Longtime readers will be well aware of my love for Laurie Graham. Gone With the Windors is one of my all-time favourite books and while reading Paula Byrne’s biography of Kick Kennedy I’ve been reminded again how good her historical research is. It’s been seven years since she wrote a contemporary novel, but the Early Birds is her first sequel and is actually a return to the group of women we first met in Future Homemakers of America, which came out more than 15 years ago.
For those who haven’t read the first book, the gang were brought together by a coincidence of geography in the 1950s. Most of them were US airforce wives, posted to Suffolk along with their spouses. One, Kath, was a local they met on a trip off-base. That’s all you really need to know. The Early Birds rejoins them in American in at the turn of the millennium when the ladies are in their 70s. Peg is moving across the country to help with the care for her ex-spouse. Old age is catching up with the gang, but their friendship and their sense of fun endures. Then 9/11 happens and the world changes and there are lots of new questions – not least was life as an air force wife worth it?
My favourites of Laurie Graham’s books tend to be the laugh out loud funny ones. This is more a wry smile and the occasional giggle sort of book, but it is a wonderfully touching portrait of female friendships and camaraderie that has endured through time, distance and changing circumstances, forged in the shared terror of what could happen to your husband while he was flying a jet plane – and what would happen to you if the worst did happen. They don’t all like each other all the time, they sometimes enjoy a bitch about each other, but when something bad happens to one of them, they’ll move heaven and earth to help.
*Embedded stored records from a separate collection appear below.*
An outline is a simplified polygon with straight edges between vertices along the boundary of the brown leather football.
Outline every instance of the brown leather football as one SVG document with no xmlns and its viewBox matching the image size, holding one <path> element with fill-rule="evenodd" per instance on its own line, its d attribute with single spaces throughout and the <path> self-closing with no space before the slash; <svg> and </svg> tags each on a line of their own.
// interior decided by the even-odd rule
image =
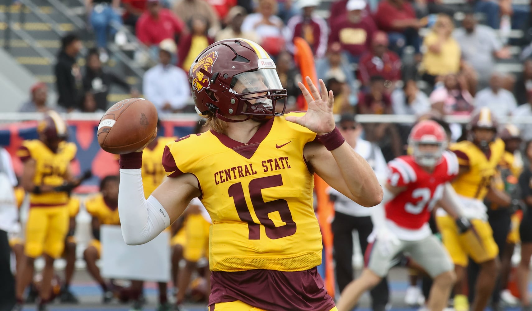
<svg viewBox="0 0 532 311">
<path fill-rule="evenodd" d="M 117 103 L 102 117 L 98 142 L 114 154 L 135 152 L 147 144 L 157 129 L 157 108 L 144 98 Z"/>
</svg>

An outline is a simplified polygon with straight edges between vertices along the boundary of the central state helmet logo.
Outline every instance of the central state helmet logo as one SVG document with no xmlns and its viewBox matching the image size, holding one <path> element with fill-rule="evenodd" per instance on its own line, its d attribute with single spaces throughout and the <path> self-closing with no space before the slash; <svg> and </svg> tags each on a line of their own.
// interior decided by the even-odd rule
<svg viewBox="0 0 532 311">
<path fill-rule="evenodd" d="M 208 89 L 211 86 L 209 78 L 205 77 L 201 71 L 203 69 L 209 73 L 212 73 L 212 65 L 218 57 L 218 51 L 213 51 L 202 57 L 194 64 L 190 69 L 192 72 L 192 88 L 201 92 L 204 88 Z"/>
</svg>

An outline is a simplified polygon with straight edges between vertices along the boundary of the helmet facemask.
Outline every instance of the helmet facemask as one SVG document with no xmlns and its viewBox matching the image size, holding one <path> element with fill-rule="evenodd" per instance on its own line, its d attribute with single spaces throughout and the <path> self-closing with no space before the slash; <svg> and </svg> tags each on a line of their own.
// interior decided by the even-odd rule
<svg viewBox="0 0 532 311">
<path fill-rule="evenodd" d="M 235 76 L 229 91 L 238 100 L 236 115 L 263 121 L 282 115 L 286 108 L 286 90 L 275 69 L 259 69 Z M 278 104 L 282 105 L 282 108 Z"/>
<path fill-rule="evenodd" d="M 411 141 L 410 145 L 415 162 L 422 166 L 429 167 L 435 166 L 439 162 L 447 147 L 446 141 Z"/>
</svg>

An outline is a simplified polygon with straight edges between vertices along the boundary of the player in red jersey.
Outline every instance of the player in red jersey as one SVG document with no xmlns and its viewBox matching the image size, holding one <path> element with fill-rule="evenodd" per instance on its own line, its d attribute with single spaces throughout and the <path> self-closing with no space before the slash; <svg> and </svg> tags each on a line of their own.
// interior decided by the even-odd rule
<svg viewBox="0 0 532 311">
<path fill-rule="evenodd" d="M 427 308 L 440 310 L 447 304 L 456 277 L 451 258 L 432 234 L 428 220 L 433 208 L 439 204 L 455 217 L 461 231 L 469 228 L 448 183 L 458 174 L 458 161 L 453 153 L 445 151 L 445 132 L 435 121 L 416 125 L 409 144 L 412 155 L 399 157 L 388 164 L 389 175 L 383 200 L 384 223 L 373 234 L 376 238 L 366 250 L 366 267 L 361 276 L 342 293 L 337 305 L 339 311 L 351 310 L 364 292 L 386 275 L 392 259 L 403 251 L 434 279 Z"/>
</svg>

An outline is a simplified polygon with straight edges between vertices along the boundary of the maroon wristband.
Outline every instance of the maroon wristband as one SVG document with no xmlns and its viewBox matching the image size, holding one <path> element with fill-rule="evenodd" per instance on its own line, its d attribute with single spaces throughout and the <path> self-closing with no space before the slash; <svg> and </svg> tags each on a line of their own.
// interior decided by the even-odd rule
<svg viewBox="0 0 532 311">
<path fill-rule="evenodd" d="M 142 152 L 121 154 L 118 163 L 121 169 L 140 169 L 142 167 Z"/>
<path fill-rule="evenodd" d="M 325 135 L 318 135 L 316 138 L 329 151 L 340 147 L 345 141 L 344 137 L 340 133 L 340 130 L 336 127 L 330 133 L 327 133 Z"/>
</svg>

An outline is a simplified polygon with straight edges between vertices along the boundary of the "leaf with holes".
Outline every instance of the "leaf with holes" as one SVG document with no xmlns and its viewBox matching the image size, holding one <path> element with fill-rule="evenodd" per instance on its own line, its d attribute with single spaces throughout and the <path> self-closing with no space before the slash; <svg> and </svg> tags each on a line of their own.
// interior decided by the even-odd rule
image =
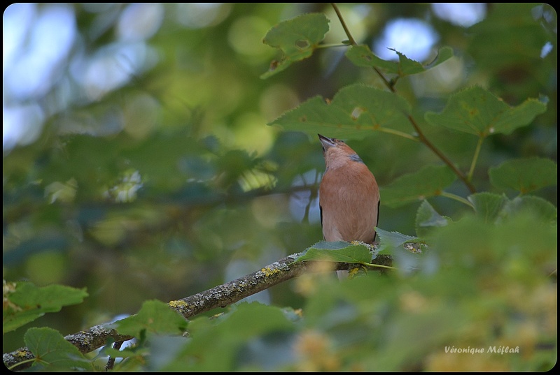
<svg viewBox="0 0 560 375">
<path fill-rule="evenodd" d="M 547 110 L 536 99 L 527 99 L 510 107 L 482 87 L 475 87 L 453 95 L 441 113 L 428 112 L 426 120 L 434 126 L 444 126 L 485 138 L 491 134 L 510 134 Z"/>
<path fill-rule="evenodd" d="M 441 194 L 456 176 L 445 166 L 426 166 L 418 172 L 401 176 L 381 191 L 382 203 L 391 207 Z"/>
<path fill-rule="evenodd" d="M 377 57 L 367 45 L 353 45 L 346 52 L 346 57 L 357 66 L 379 68 L 389 73 L 400 77 L 417 74 L 436 66 L 453 57 L 453 50 L 444 47 L 440 50 L 435 59 L 426 66 L 418 61 L 411 60 L 405 54 L 395 51 L 398 54 L 398 62 L 389 61 Z"/>
<path fill-rule="evenodd" d="M 260 78 L 271 75 L 288 68 L 292 63 L 303 60 L 313 51 L 328 31 L 329 20 L 323 13 L 309 13 L 283 21 L 269 30 L 262 43 L 282 51 L 281 59 L 274 61 Z"/>
<path fill-rule="evenodd" d="M 391 128 L 407 121 L 408 102 L 397 94 L 365 84 L 343 87 L 332 101 L 315 96 L 284 112 L 269 125 L 316 135 L 361 139 L 382 127 Z"/>
</svg>

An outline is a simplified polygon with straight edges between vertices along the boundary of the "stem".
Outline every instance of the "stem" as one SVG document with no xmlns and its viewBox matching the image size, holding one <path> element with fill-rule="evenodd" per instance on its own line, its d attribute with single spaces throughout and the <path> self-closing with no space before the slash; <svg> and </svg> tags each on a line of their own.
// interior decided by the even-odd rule
<svg viewBox="0 0 560 375">
<path fill-rule="evenodd" d="M 344 19 L 342 18 L 342 15 L 340 14 L 340 10 L 339 10 L 338 6 L 337 6 L 336 3 L 330 3 L 330 5 L 332 6 L 332 8 L 335 9 L 335 12 L 336 12 L 338 19 L 340 21 L 340 23 L 342 24 L 342 28 L 344 29 L 346 36 L 348 36 L 348 41 L 350 42 L 350 44 L 352 45 L 358 45 L 358 43 L 356 43 L 356 41 L 352 37 L 352 34 L 350 34 L 350 30 L 348 29 L 348 27 L 346 25 Z"/>
<path fill-rule="evenodd" d="M 342 15 L 340 13 L 340 10 L 338 9 L 338 6 L 337 6 L 336 3 L 330 3 L 330 5 L 332 6 L 332 8 L 335 9 L 335 12 L 336 12 L 337 16 L 338 16 L 338 19 L 340 21 L 340 23 L 342 24 L 342 27 L 344 29 L 344 32 L 346 33 L 346 36 L 348 36 L 348 40 L 350 41 L 350 44 L 351 44 L 352 45 L 358 45 L 358 44 L 356 43 L 356 41 L 352 37 L 352 34 L 350 34 L 350 31 L 348 29 L 348 27 L 346 25 L 344 19 L 342 17 Z M 372 68 L 375 71 L 375 72 L 379 75 L 381 79 L 383 80 L 387 88 L 391 92 L 393 93 L 396 92 L 394 87 L 394 84 L 391 84 L 391 82 L 387 80 L 387 79 L 385 78 L 383 73 L 382 73 L 381 71 L 379 71 L 379 70 L 377 69 L 377 68 L 376 68 L 375 66 L 372 66 Z M 414 120 L 414 117 L 412 117 L 412 115 L 408 115 L 408 120 L 410 122 L 410 124 L 412 124 L 412 127 L 414 128 L 414 130 L 418 133 L 418 138 L 414 138 L 414 140 L 419 140 L 420 142 L 426 145 L 428 149 L 432 150 L 432 152 L 433 152 L 436 155 L 438 155 L 438 156 L 439 156 L 440 159 L 441 159 L 443 161 L 443 162 L 445 163 L 451 169 L 451 170 L 453 170 L 453 172 L 459 177 L 459 179 L 461 179 L 461 180 L 463 181 L 463 182 L 467 186 L 467 188 L 469 189 L 471 193 L 476 193 L 477 190 L 475 188 L 475 186 L 470 183 L 470 179 L 467 178 L 467 177 L 465 177 L 465 175 L 463 175 L 461 170 L 457 169 L 457 167 L 456 167 L 453 164 L 453 163 L 451 163 L 451 161 L 449 159 L 447 159 L 447 157 L 445 155 L 444 155 L 441 151 L 439 150 L 439 149 L 438 149 L 435 145 L 433 145 L 431 142 L 428 140 L 428 138 L 426 138 L 426 136 L 424 135 L 424 133 L 422 133 L 422 131 L 420 130 L 418 124 L 416 124 L 416 120 Z M 391 133 L 386 131 L 385 131 L 386 133 Z M 399 135 L 402 135 L 402 134 L 405 134 L 404 133 L 401 133 L 400 134 L 397 133 L 393 133 Z M 406 136 L 405 138 L 408 139 L 412 139 L 411 137 L 412 136 L 410 137 Z"/>
<path fill-rule="evenodd" d="M 466 199 L 465 199 L 464 198 L 463 198 L 461 196 L 456 196 L 453 193 L 447 193 L 447 191 L 442 191 L 441 193 L 440 193 L 440 195 L 441 196 L 442 196 L 442 197 L 446 197 L 446 198 L 451 198 L 451 199 L 454 199 L 454 200 L 456 200 L 458 202 L 461 202 L 461 203 L 464 203 L 465 205 L 467 205 L 468 207 L 470 207 L 472 209 L 475 209 L 475 206 L 472 205 L 472 203 L 471 203 L 470 202 L 469 202 L 468 200 L 467 200 Z"/>
<path fill-rule="evenodd" d="M 451 163 L 451 161 L 447 159 L 447 157 L 444 155 L 443 153 L 439 150 L 439 149 L 438 149 L 438 147 L 434 146 L 431 142 L 428 140 L 428 138 L 426 138 L 426 135 L 424 135 L 424 133 L 422 133 L 422 131 L 420 130 L 420 127 L 418 126 L 418 124 L 416 123 L 416 120 L 414 120 L 414 117 L 412 117 L 412 116 L 410 115 L 408 115 L 408 121 L 410 122 L 410 124 L 412 124 L 412 127 L 414 128 L 414 130 L 418 133 L 418 138 L 420 139 L 420 141 L 428 146 L 428 149 L 431 149 L 432 152 L 438 155 L 444 163 L 447 164 L 447 166 L 449 166 L 451 170 L 453 170 L 453 172 L 457 175 L 457 177 L 458 177 L 459 179 L 461 179 L 461 180 L 463 181 L 463 182 L 467 186 L 471 193 L 476 193 L 477 189 L 474 186 L 472 186 L 470 182 L 467 179 L 467 177 L 465 176 L 465 175 L 463 175 L 461 171 L 457 169 L 457 167 L 456 167 L 455 165 Z"/>
<path fill-rule="evenodd" d="M 468 175 L 467 176 L 467 179 L 469 181 L 472 180 L 472 175 L 475 173 L 475 166 L 477 164 L 477 161 L 478 161 L 478 156 L 480 154 L 480 149 L 482 148 L 482 142 L 484 140 L 484 137 L 480 137 L 478 138 L 478 143 L 477 143 L 477 148 L 475 150 L 475 156 L 472 156 L 472 162 L 470 163 L 470 169 L 468 171 Z"/>
</svg>

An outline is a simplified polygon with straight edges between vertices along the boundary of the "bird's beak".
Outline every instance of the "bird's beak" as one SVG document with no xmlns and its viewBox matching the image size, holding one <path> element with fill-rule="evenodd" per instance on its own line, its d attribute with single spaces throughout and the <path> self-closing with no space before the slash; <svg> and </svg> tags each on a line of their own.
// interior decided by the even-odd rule
<svg viewBox="0 0 560 375">
<path fill-rule="evenodd" d="M 323 145 L 323 150 L 326 151 L 330 147 L 336 146 L 336 142 L 332 138 L 327 138 L 321 134 L 317 134 L 317 135 L 319 136 L 319 140 L 321 140 L 321 143 Z"/>
</svg>

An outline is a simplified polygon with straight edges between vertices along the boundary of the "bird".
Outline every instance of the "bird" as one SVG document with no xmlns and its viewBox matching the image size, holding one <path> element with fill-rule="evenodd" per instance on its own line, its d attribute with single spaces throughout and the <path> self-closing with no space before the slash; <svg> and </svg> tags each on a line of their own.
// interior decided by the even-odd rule
<svg viewBox="0 0 560 375">
<path fill-rule="evenodd" d="M 375 241 L 379 188 L 373 173 L 343 140 L 317 134 L 325 172 L 319 184 L 319 209 L 325 241 Z M 342 278 L 347 272 L 338 272 Z"/>
</svg>

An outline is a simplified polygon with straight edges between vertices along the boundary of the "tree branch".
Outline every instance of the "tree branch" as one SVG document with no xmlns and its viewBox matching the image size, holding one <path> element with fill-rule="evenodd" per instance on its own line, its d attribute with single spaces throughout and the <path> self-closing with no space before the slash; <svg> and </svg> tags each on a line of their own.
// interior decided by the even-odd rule
<svg viewBox="0 0 560 375">
<path fill-rule="evenodd" d="M 225 307 L 300 274 L 316 272 L 317 267 L 313 266 L 315 261 L 295 262 L 301 255 L 302 253 L 291 254 L 252 274 L 190 297 L 171 301 L 169 304 L 183 316 L 189 318 L 217 307 Z M 393 258 L 390 255 L 377 255 L 372 263 L 390 266 L 393 264 Z M 333 263 L 333 270 L 347 270 L 356 267 L 358 265 L 355 263 Z M 375 267 L 368 269 L 380 270 Z M 85 354 L 106 345 L 110 341 L 124 341 L 134 338 L 120 334 L 116 330 L 109 328 L 110 324 L 95 325 L 88 330 L 69 334 L 64 339 Z M 25 347 L 3 355 L 6 367 L 15 370 L 29 367 L 34 358 L 33 353 Z"/>
</svg>

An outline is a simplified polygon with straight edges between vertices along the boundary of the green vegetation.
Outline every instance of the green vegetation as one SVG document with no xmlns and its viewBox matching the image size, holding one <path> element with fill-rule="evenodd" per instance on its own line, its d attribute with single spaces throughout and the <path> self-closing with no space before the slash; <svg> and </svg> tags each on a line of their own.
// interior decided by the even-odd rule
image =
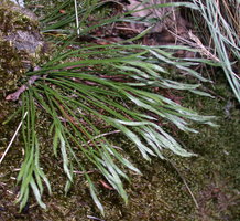
<svg viewBox="0 0 240 221">
<path fill-rule="evenodd" d="M 197 8 L 201 6 L 199 1 L 195 3 L 176 3 L 176 6 L 200 11 L 201 8 Z M 126 20 L 123 15 L 130 14 L 130 12 L 117 14 L 105 18 L 95 25 L 88 25 L 89 18 L 92 14 L 99 15 L 96 11 L 103 4 L 106 2 L 84 1 L 79 6 L 80 35 L 90 35 L 97 28 L 122 22 Z M 139 159 L 146 160 L 155 157 L 168 160 L 174 157 L 173 154 L 182 157 L 196 156 L 192 154 L 193 151 L 198 154 L 196 148 L 190 148 L 192 150 L 183 148 L 171 135 L 172 130 L 177 128 L 186 133 L 197 133 L 198 128 L 193 128 L 193 123 L 215 126 L 211 122 L 214 117 L 201 116 L 192 107 L 183 107 L 164 96 L 164 91 L 179 91 L 181 95 L 190 96 L 190 99 L 197 94 L 195 96 L 206 96 L 205 102 L 209 101 L 211 95 L 203 91 L 201 82 L 209 84 L 210 81 L 194 67 L 220 66 L 219 60 L 223 61 L 226 54 L 225 57 L 220 56 L 222 51 L 218 51 L 220 59 L 215 61 L 198 57 L 179 59 L 174 56 L 176 50 L 203 54 L 203 49 L 132 44 L 133 40 L 141 39 L 146 32 L 116 44 L 81 43 L 78 42 L 79 35 L 76 36 L 77 31 L 70 29 L 76 20 L 72 6 L 72 1 L 65 1 L 42 21 L 43 32 L 52 42 L 54 54 L 41 70 L 28 73 L 28 76 L 37 78 L 21 94 L 22 104 L 15 115 L 11 116 L 14 118 L 22 113 L 22 139 L 25 144 L 24 160 L 18 176 L 21 188 L 17 201 L 20 202 L 22 210 L 26 206 L 30 192 L 33 192 L 39 204 L 46 208 L 42 200 L 44 186 L 52 193 L 47 177 L 54 171 L 51 170 L 48 176 L 45 175 L 41 157 L 44 156 L 43 152 L 53 152 L 56 158 L 62 158 L 66 177 L 65 192 L 68 192 L 72 185 L 74 186 L 75 171 L 80 171 L 90 189 L 91 198 L 103 214 L 103 207 L 95 185 L 96 176 L 103 176 L 103 183 L 117 190 L 127 203 L 128 196 L 123 188 L 123 183 L 127 182 L 122 180 L 130 181 L 129 177 L 141 175 L 135 166 L 138 164 L 133 164 L 129 156 L 135 155 Z M 61 9 L 68 9 L 68 13 L 59 13 Z M 218 43 L 215 39 L 215 44 L 216 42 Z M 238 46 L 234 45 L 232 50 L 237 50 Z M 233 51 L 238 55 L 236 50 Z M 225 73 L 227 76 L 232 76 L 229 60 L 226 66 L 223 66 Z M 181 81 L 177 82 L 176 78 Z M 230 85 L 238 97 L 238 77 L 232 81 Z M 156 88 L 163 93 L 155 93 Z M 190 92 L 192 95 L 186 92 Z M 46 128 L 47 131 L 44 131 Z M 186 135 L 182 135 L 183 139 L 184 136 Z M 120 138 L 127 139 L 127 145 L 116 146 Z M 185 144 L 190 147 L 193 143 Z M 141 155 L 133 150 L 134 148 Z M 131 158 L 133 161 L 137 160 L 134 157 Z M 142 159 L 141 165 L 148 165 Z M 179 164 L 184 164 L 184 160 L 187 164 L 192 159 L 179 159 Z M 200 166 L 198 169 L 200 173 L 204 171 Z M 95 170 L 98 175 L 89 172 Z M 134 179 L 132 183 L 138 185 L 138 178 Z M 174 183 L 173 180 L 171 182 Z"/>
</svg>

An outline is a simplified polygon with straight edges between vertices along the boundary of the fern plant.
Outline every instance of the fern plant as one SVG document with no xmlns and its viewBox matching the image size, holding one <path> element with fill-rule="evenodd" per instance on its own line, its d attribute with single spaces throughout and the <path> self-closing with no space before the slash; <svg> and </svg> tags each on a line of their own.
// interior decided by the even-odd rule
<svg viewBox="0 0 240 221">
<path fill-rule="evenodd" d="M 65 190 L 74 182 L 73 171 L 78 167 L 84 172 L 96 206 L 103 214 L 98 191 L 80 159 L 87 159 L 97 168 L 127 203 L 128 196 L 122 179 L 129 180 L 129 177 L 123 168 L 141 172 L 123 157 L 122 150 L 114 148 L 108 135 L 121 133 L 146 160 L 151 157 L 164 159 L 163 149 L 183 157 L 193 156 L 165 130 L 160 119 L 181 130 L 196 133 L 190 124 L 196 122 L 214 125 L 212 116 L 198 115 L 164 95 L 154 93 L 153 88 L 189 91 L 210 96 L 198 90 L 200 83 L 187 84 L 167 78 L 171 77 L 171 71 L 175 70 L 176 74 L 184 73 L 198 82 L 208 82 L 193 66 L 210 62 L 173 55 L 174 50 L 178 49 L 194 51 L 185 46 L 171 46 L 170 50 L 170 46 L 120 43 L 86 46 L 77 43 L 73 38 L 76 30 L 66 28 L 75 21 L 75 10 L 68 14 L 57 13 L 59 9 L 70 7 L 70 3 L 72 1 L 65 1 L 42 21 L 44 33 L 57 32 L 48 38 L 55 45 L 55 52 L 51 61 L 40 70 L 28 73 L 30 78 L 35 77 L 35 82 L 21 94 L 25 152 L 18 176 L 18 182 L 21 183 L 18 202 L 22 209 L 30 191 L 33 191 L 39 204 L 46 208 L 42 201 L 44 183 L 51 193 L 50 181 L 40 166 L 41 134 L 37 131 L 37 116 L 42 114 L 51 120 L 48 130 L 53 152 L 63 160 L 67 180 Z M 116 15 L 88 27 L 87 19 L 103 3 L 94 1 L 90 4 L 90 1 L 84 1 L 79 6 L 77 13 L 80 34 L 86 35 L 98 27 L 124 20 L 122 15 Z M 73 45 L 75 50 L 72 49 Z"/>
</svg>

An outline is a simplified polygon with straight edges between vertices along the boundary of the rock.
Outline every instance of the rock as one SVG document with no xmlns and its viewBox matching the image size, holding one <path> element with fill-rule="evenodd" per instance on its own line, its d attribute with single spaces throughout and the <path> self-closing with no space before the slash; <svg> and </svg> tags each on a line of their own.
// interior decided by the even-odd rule
<svg viewBox="0 0 240 221">
<path fill-rule="evenodd" d="M 35 14 L 10 0 L 0 0 L 0 93 L 17 88 L 30 69 L 43 63 L 47 44 Z"/>
</svg>

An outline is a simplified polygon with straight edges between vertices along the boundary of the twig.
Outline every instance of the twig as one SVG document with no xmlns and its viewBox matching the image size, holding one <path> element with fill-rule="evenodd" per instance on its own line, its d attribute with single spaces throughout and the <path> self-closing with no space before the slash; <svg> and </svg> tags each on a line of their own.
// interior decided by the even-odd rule
<svg viewBox="0 0 240 221">
<path fill-rule="evenodd" d="M 2 155 L 2 157 L 1 157 L 1 159 L 0 159 L 0 164 L 1 164 L 2 160 L 4 159 L 4 157 L 6 157 L 7 152 L 9 151 L 10 147 L 12 146 L 12 143 L 13 143 L 13 140 L 15 139 L 15 136 L 18 135 L 18 133 L 19 133 L 19 130 L 20 130 L 20 127 L 22 126 L 22 123 L 23 123 L 23 120 L 25 119 L 26 115 L 28 115 L 28 112 L 25 112 L 25 114 L 24 114 L 22 120 L 20 122 L 20 124 L 19 124 L 19 126 L 18 126 L 18 128 L 17 128 L 17 130 L 15 130 L 15 133 L 14 133 L 12 139 L 11 139 L 11 141 L 9 143 L 9 145 L 8 145 L 7 149 L 6 149 L 6 151 L 3 152 L 3 155 Z"/>
</svg>

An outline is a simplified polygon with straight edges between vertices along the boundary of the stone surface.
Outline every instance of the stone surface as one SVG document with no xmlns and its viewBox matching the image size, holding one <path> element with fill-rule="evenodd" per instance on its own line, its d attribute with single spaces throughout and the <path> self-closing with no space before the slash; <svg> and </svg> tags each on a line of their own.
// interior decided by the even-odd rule
<svg viewBox="0 0 240 221">
<path fill-rule="evenodd" d="M 15 90 L 24 73 L 45 60 L 46 50 L 35 14 L 0 0 L 0 92 Z"/>
</svg>

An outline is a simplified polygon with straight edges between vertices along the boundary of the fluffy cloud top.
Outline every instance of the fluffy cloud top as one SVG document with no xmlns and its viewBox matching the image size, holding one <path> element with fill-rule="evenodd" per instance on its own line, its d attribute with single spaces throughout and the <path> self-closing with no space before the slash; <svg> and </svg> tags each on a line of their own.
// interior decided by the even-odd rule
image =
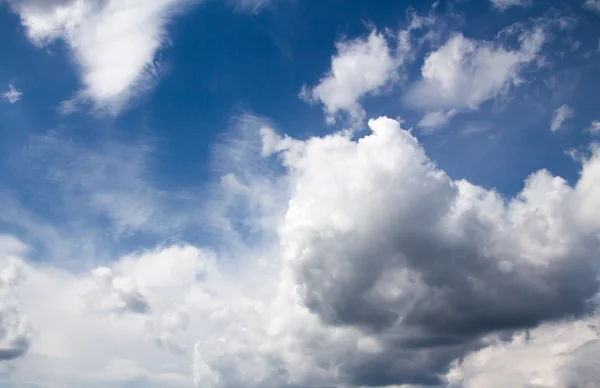
<svg viewBox="0 0 600 388">
<path fill-rule="evenodd" d="M 116 112 L 154 84 L 156 52 L 174 14 L 195 0 L 8 0 L 30 39 L 70 47 L 82 89 L 67 107 L 91 100 Z"/>
<path fill-rule="evenodd" d="M 544 352 L 548 379 L 595 378 L 592 333 L 548 330 L 596 307 L 598 148 L 574 186 L 539 171 L 504 199 L 452 180 L 399 122 L 369 126 L 360 139 L 306 141 L 262 128 L 255 151 L 280 158 L 286 172 L 269 190 L 287 198 L 274 211 L 276 238 L 260 247 L 233 256 L 162 247 L 83 274 L 15 258 L 19 317 L 36 334 L 8 381 L 487 388 L 499 386 L 502 349 Z M 534 342 L 519 341 L 524 330 Z M 24 338 L 13 332 L 6 338 Z M 545 367 L 513 368 L 502 381 L 527 386 Z"/>
<path fill-rule="evenodd" d="M 521 82 L 519 73 L 538 58 L 545 34 L 538 28 L 522 33 L 519 41 L 513 50 L 455 34 L 425 58 L 422 79 L 406 102 L 425 110 L 477 109 Z"/>
<path fill-rule="evenodd" d="M 329 122 L 339 111 L 346 111 L 355 121 L 362 121 L 365 112 L 359 100 L 366 94 L 376 94 L 396 77 L 397 63 L 385 37 L 371 32 L 367 39 L 336 43 L 337 55 L 331 60 L 331 72 L 314 88 L 303 89 L 308 101 L 323 103 Z"/>
<path fill-rule="evenodd" d="M 23 95 L 23 93 L 21 91 L 19 91 L 15 87 L 15 85 L 10 84 L 10 85 L 8 85 L 8 90 L 6 92 L 4 92 L 4 94 L 2 96 L 4 97 L 4 99 L 6 101 L 8 101 L 11 104 L 14 104 L 16 102 L 19 102 L 22 95 Z"/>
</svg>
There’s not much to smile about in Peg’s husband’s descent into Alzheimer’s, but those passages of the book do capture a lot of what I remember about my grandparents when the were suffering from dementia. I was never as involved in their care the way that Peg is, but I remember the sadnesses and the frustrations of people forgetting who you are and the adaptations that you make to try and make more days “good” days.
I probably should have re-read Future Homemakers before I read this, and I’m probably going to go back and read it again now I’ve seen the girls dancing through their dotage. The world needs more books about strong women supporting each other.
You should be able to get a copy of The Early Birds from all the usual sources – like The Big Green Bookshop and the like – but you may need to order it. IIt’s in hardback at the moment – but there’s a large format airport paperback as demonstrated in the photo! And of course it’s also available on Kindle and Kobo. Future Homemakers of America is also available on Kindle and Kobo – and new and second-hand copies can be found on Amazon (I think it may be out of print as it’s showing as out of stock everywhere else I search).